Certaines touches plus originales, comme le shichimi, le gingembre, le shiso ou les infusions japonaises, peuvent aussi apporter du relief. L’important est de rester dans un esprit simple : une boisson fraîche, facile à préparer, qui donne envie de partager un moment autour de quelques plats.
Deux idées testées par l’équipe IMA

Notre cocktail au thé vert, Gin Setouchi Lemon et yuzu, testé par l’équipe IMA.
Pour prolonger cette découverte, nous avons préparé deux recettes à retrouver sur notre boutique en ligne.
Notre Lemon Sour Japonais s’inspire de l’esprit des sours d’izakaya : une boisson fraîche, pétillante et acidulée, autour du shōchū et du yuzu.
Voir la recette et les ingrédients — Lemon Sour JaponaisNotre cocktail au thé vert, Gin Setouchi Lemon et yuzu propose une version plus libre, autour du thé japonais, des agrumes et d’une touche de shichimi.
Voir la recette et les ingrédients — Thé vert, Gin Setouchi Lemon & yuzuCes deux recettes sont des idées simples que nous avons testées chez IMA pour montrer comment utiliser des ingrédients japonais dans une boisson maison. Vous trouverez les étapes détaillées, les ingrédients utilisés et les produits sélectionnés directement sur notre boutique en ligne.

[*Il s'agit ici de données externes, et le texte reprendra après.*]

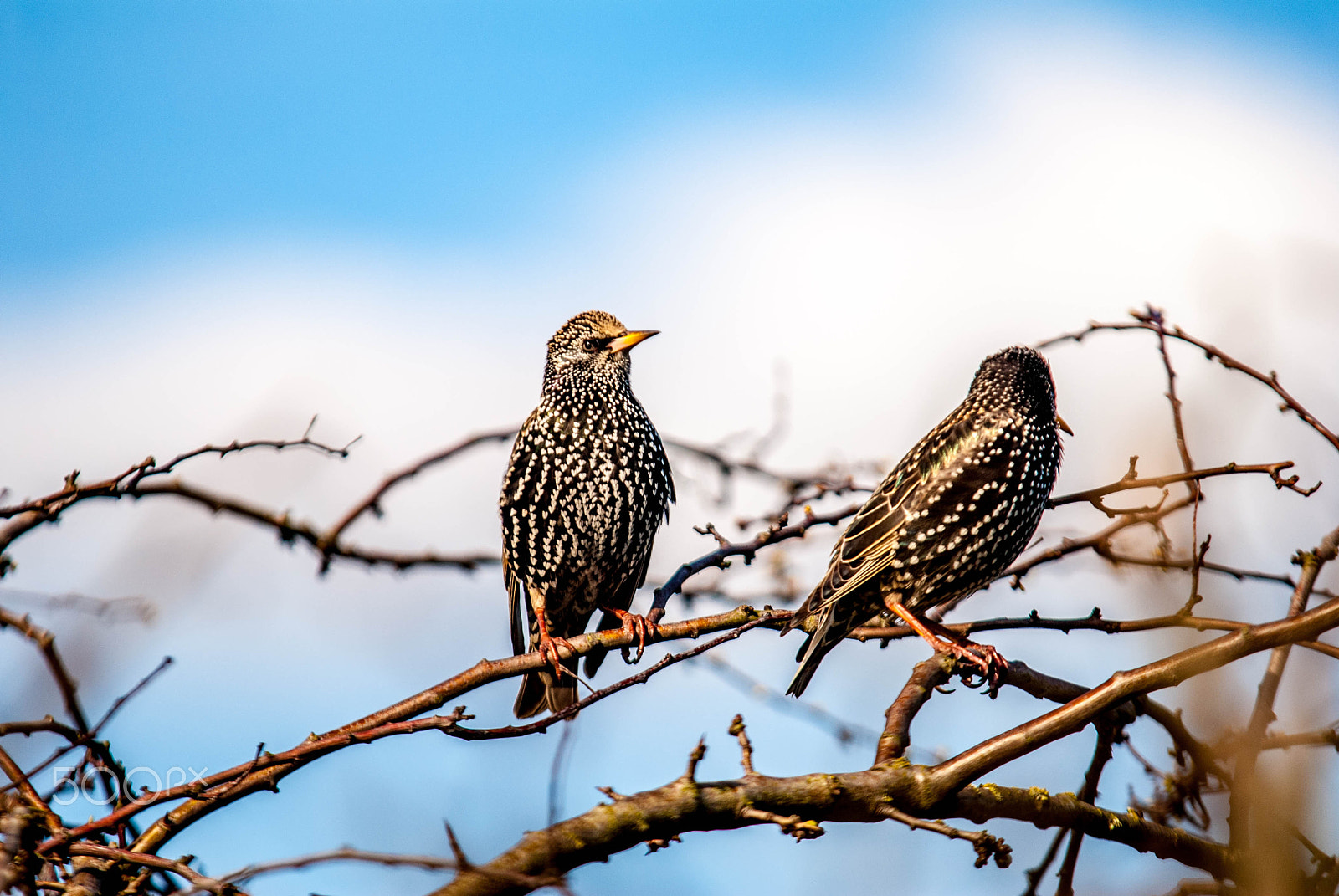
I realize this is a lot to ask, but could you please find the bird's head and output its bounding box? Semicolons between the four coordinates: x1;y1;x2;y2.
972;346;1074;435
544;310;660;384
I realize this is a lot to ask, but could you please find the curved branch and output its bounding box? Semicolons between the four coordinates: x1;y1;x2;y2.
433;728;1234;896
1036;310;1339;450
38;607;790;852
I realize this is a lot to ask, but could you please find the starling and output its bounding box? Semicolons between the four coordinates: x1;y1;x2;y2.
498;310;675;719
787;346;1073;696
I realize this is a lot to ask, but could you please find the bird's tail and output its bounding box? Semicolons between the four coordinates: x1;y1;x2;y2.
511;656;577;719
783;608;841;696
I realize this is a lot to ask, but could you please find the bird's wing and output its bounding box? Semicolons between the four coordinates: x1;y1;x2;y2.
808;412;999;612
502;550;531;656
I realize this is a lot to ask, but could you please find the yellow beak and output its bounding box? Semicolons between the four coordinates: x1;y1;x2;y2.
609;330;660;352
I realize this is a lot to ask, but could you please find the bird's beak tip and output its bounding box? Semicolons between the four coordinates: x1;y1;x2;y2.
609;330;660;352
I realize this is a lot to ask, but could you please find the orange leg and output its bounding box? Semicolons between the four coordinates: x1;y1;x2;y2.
884;596;1008;687
534;607;577;678
600;607;660;663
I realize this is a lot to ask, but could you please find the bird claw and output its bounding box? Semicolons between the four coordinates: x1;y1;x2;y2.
601;607;660;666
936;640;1008;696
536;633;577;678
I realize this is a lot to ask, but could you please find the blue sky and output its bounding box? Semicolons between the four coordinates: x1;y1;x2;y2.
8;2;1339;285
0;2;1339;896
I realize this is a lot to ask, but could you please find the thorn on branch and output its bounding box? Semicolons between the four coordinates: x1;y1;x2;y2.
739;806;828;842
647;834;683;856
679;735;707;781
879;806;1013;868
730;715;758;778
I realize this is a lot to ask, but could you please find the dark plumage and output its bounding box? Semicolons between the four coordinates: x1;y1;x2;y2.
787;347;1070;696
498;310;674;719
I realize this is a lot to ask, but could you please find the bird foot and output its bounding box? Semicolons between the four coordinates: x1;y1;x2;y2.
935;637;1008;696
536;632;577;678
601;607;660;666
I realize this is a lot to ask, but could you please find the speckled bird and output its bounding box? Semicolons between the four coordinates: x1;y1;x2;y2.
498;310;675;719
787;346;1073;696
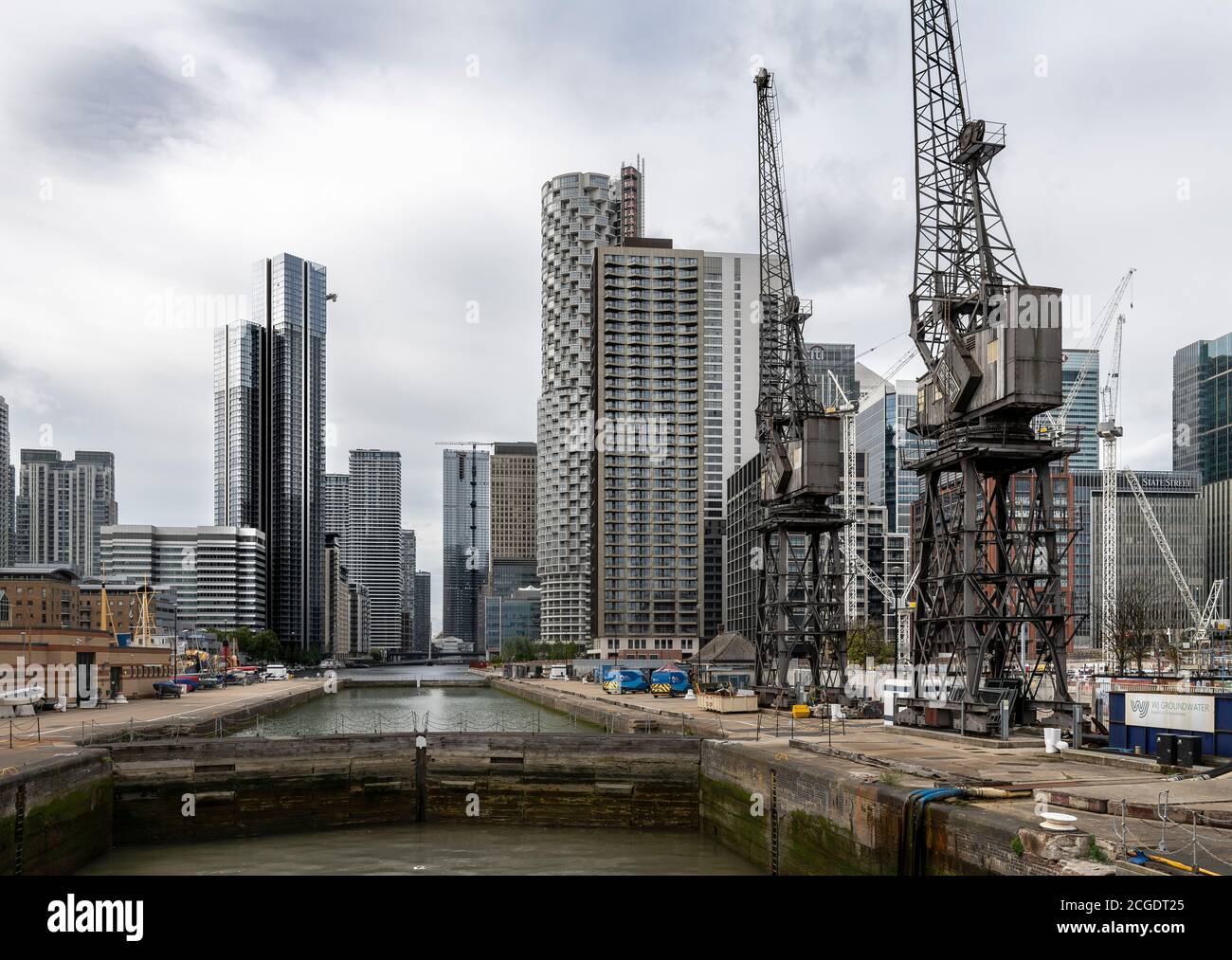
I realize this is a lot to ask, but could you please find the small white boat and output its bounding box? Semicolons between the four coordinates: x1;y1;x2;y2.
0;684;46;706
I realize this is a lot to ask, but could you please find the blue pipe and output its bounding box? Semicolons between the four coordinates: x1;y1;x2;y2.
898;787;966;877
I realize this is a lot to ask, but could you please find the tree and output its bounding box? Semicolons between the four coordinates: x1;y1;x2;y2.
847;620;897;667
1109;579;1168;673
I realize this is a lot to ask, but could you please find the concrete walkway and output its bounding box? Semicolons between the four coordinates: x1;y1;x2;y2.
0;678;323;769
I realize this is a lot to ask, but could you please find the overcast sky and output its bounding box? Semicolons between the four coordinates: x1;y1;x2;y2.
0;0;1232;624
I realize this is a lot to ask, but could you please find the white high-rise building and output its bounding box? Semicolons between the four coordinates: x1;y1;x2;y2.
534;172;621;643
13;450;119;577
344;450;403;649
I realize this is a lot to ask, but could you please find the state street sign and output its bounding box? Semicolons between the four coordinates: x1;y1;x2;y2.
1125;692;1215;734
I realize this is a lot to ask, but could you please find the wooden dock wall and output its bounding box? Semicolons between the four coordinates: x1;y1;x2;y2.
0;750;112;877
103;734;698;845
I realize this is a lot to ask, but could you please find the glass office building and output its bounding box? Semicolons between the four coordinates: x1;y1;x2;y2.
443;450;492;652
1171;334;1232;483
214;253;327;647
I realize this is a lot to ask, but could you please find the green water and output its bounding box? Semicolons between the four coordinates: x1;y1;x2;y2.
235;686;603;737
79;824;758;877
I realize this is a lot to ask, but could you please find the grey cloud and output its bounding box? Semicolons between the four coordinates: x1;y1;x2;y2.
31;45;214;156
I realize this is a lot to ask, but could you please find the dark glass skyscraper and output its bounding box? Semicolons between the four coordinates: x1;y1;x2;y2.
443;450;492;651
1171;333;1232;483
214;254;327;647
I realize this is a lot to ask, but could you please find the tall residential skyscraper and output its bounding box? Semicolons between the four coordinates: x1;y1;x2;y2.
321;533;352;657
536;172;621;643
402;530;416;652
214;320;268;530
320;473;352;544
590;239;705;657
702;253;760;640
441;450;492;651
15;450;119;577
345;450;402;651
1060;348;1099;471
0;397;16;567
1171;333;1232;483
415;571;432;657
214;254;327;647
488;444;538;596
855;364;936;534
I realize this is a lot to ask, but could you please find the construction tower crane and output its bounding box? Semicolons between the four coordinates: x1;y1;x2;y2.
1039;266;1137;446
1096;315;1223;661
752;69;849;705
1096;315;1125;661
899;0;1073;732
1128;467;1223;647
825;369;867;624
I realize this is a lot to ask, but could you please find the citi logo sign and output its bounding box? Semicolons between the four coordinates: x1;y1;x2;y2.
46;894;145;943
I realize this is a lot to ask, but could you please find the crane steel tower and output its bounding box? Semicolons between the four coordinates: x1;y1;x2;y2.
900;0;1072;732
752;69;849;705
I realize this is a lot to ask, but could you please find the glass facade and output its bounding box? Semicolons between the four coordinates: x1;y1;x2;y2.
441;450;492;649
1171;334;1232;483
590;241;703;658
344;450;403;651
1073;469;1206;647
536;172;621;643
253;254;327;647
214;320;265;529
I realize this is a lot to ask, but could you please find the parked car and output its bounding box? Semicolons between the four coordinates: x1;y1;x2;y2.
262;663;291;680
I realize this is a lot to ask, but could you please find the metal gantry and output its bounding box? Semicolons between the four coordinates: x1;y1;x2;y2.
900;0;1072;732
752;69;849;704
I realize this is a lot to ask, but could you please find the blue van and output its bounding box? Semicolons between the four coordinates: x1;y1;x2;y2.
604;669;650;694
650;664;690;697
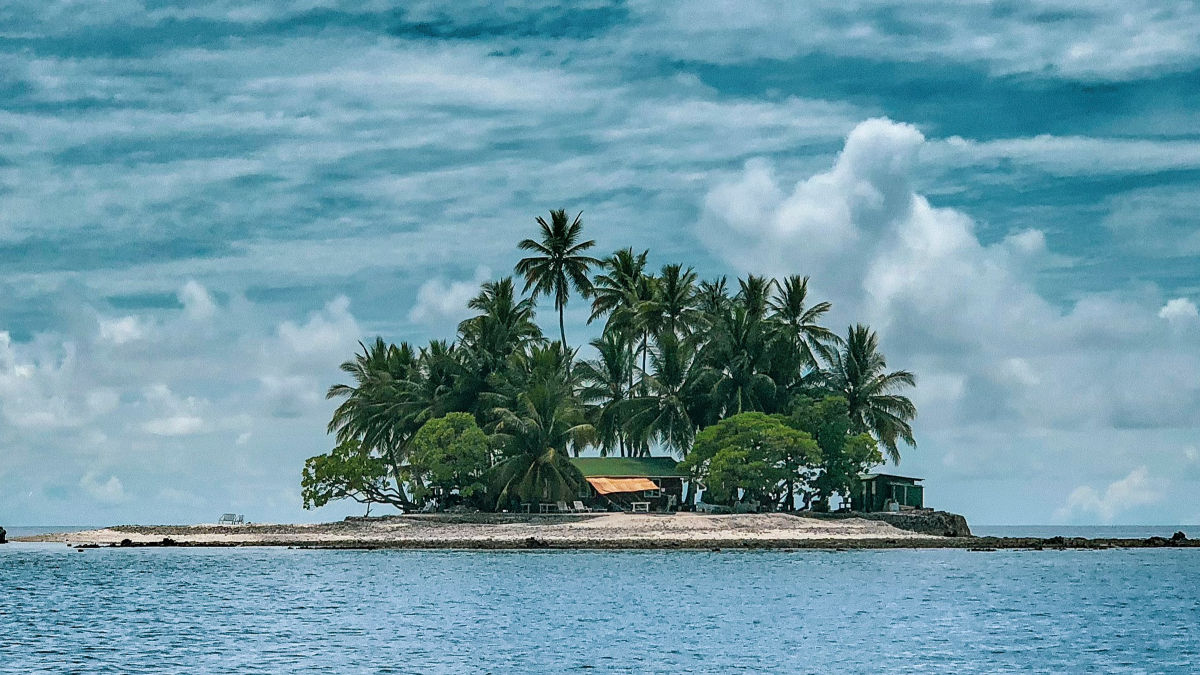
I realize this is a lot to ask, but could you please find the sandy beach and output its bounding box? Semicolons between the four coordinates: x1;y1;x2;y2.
16;513;952;549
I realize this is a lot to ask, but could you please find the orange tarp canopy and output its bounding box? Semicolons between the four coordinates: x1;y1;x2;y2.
587;478;659;495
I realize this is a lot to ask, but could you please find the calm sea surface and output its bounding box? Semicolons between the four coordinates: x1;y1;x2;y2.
0;544;1200;673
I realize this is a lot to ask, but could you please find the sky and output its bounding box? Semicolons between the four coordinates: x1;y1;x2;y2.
0;0;1200;525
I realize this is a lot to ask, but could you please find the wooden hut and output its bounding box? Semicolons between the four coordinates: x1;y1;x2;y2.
571;458;688;510
851;473;925;512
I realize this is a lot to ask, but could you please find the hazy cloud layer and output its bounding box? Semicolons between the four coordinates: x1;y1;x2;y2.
0;0;1200;524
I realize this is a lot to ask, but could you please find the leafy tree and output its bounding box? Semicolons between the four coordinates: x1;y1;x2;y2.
326;338;428;501
516;209;600;348
788;396;883;509
304;210;916;508
770;275;841;380
575;330;634;456
412;412;492;501
622;333;709;456
703;306;776;414
300;441;413;509
652;264;701;338
680;412;821;503
830;324;917;464
491;381;595;506
736;274;775;319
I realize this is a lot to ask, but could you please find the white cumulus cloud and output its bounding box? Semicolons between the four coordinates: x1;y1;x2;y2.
1158;298;1200;323
179;279;217;321
408;267;491;323
79;472;126;504
100;316;146;345
698;119;1200;516
1055;466;1163;522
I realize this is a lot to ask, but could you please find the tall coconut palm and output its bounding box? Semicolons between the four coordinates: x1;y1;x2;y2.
653;264;701;338
325;338;426;500
588;249;649;323
770;275;841;368
737;274;775;319
588;249;649;388
492;382;595;504
832;323;917;464
458;276;542;360
770;275;841;398
622;331;708;458
696;276;730;323
516;209;600;350
575;330;634;456
703;303;776;416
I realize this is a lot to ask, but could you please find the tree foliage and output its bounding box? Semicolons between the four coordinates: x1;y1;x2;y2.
304;209;916;508
682;412;821;503
412;412;492;501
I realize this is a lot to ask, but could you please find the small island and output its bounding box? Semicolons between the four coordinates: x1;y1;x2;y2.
301;210;923;520
24;210;1195;550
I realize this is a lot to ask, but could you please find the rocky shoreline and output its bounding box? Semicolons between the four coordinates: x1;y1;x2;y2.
17;512;1200;551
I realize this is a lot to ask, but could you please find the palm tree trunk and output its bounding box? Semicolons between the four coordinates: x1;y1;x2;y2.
558;305;566;354
642;330;650;396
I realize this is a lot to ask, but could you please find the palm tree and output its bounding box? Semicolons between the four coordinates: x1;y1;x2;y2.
737;274;775;319
516;209;600;350
696;276;730;323
492;382;595;504
832;323;917;464
458;276;542;360
769;275;841;390
653;264;701;338
588;249;649;323
325;338;426;503
575;330;634;456
623;331;708;458
703;303;776;416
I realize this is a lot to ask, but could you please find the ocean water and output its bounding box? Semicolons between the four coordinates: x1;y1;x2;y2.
0;544;1200;673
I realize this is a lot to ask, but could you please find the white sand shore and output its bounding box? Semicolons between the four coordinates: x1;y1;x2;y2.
14;513;947;549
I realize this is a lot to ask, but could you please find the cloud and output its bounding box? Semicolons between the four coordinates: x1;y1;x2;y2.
79;472;128;504
408;267;492;323
697;119;1200;514
629;0;1200;79
1158;298;1200;323
276;295;361;360
142;384;208;436
1055;466;1163;522
179;279;217;321
100;316;146;345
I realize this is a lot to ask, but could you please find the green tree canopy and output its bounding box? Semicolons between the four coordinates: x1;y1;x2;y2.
516;209;600;350
300;441;412;509
680;412;821;503
788;396;883;507
412;412;492;501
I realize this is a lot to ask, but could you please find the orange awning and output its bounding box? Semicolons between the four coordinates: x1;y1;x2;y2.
587;478;659;495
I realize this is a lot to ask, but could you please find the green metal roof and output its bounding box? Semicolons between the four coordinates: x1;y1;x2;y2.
571;458;688;478
858;473;924;480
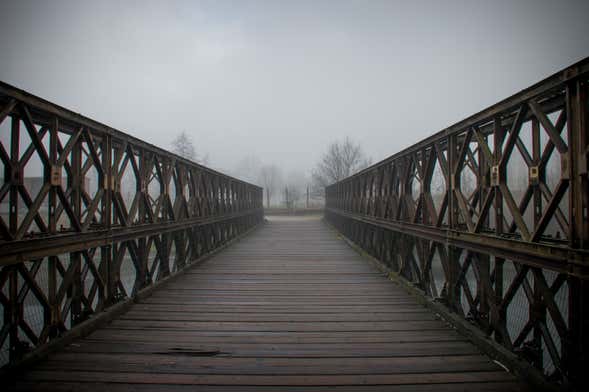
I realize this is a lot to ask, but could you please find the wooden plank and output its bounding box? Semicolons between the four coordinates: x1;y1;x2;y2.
9;218;522;392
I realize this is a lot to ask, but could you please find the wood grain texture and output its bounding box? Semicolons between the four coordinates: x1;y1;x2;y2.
5;217;525;392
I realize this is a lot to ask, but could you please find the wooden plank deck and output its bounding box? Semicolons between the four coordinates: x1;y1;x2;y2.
5;217;523;392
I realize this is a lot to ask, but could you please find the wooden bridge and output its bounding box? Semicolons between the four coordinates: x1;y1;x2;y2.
0;59;589;391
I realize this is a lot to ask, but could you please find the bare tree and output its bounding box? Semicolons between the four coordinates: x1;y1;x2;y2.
172;131;208;165
259;165;280;208
312;137;370;195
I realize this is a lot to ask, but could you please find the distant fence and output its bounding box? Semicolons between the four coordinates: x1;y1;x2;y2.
0;83;263;365
326;59;589;385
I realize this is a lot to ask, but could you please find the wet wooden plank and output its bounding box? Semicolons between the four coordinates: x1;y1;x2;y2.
8;218;524;392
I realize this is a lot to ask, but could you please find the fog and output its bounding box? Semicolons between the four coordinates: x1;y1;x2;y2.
0;0;589;181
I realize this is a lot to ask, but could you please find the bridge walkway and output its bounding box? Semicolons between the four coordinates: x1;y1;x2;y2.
11;217;522;392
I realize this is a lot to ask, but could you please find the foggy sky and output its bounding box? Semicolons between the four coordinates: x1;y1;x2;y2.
0;0;589;181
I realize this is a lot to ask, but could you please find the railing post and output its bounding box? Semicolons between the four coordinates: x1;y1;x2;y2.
562;79;589;385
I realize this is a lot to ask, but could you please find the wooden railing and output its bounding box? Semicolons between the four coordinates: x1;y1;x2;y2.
326;59;589;385
0;83;263;365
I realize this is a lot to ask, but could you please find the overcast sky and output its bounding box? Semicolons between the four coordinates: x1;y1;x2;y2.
0;0;589;180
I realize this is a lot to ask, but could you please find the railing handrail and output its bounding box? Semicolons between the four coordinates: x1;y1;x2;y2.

Retrouver l’esprit izakaya à la maison
Les boissons japonaises de type cocktail sont souvent simples, fraîches et conviviales. Elles ne cherchent pas forcément à impressionner par la technique, mais plutôt à accompagner un bon moment, un apéritif ou un repas partagé.
Highball, chūhai, sour d’izakaya, thé vert high ou umeshu soda permettent de découvrir une autre facette de la culture japonaise : celle des boissons faciles à boire, servies avec des plats, dans une ambiance détendue.
Avec quelques ingrédients japonais bien choisis, il devient possible de retrouver un peu de cet esprit izakaya à la maison, simplement et à son rythme.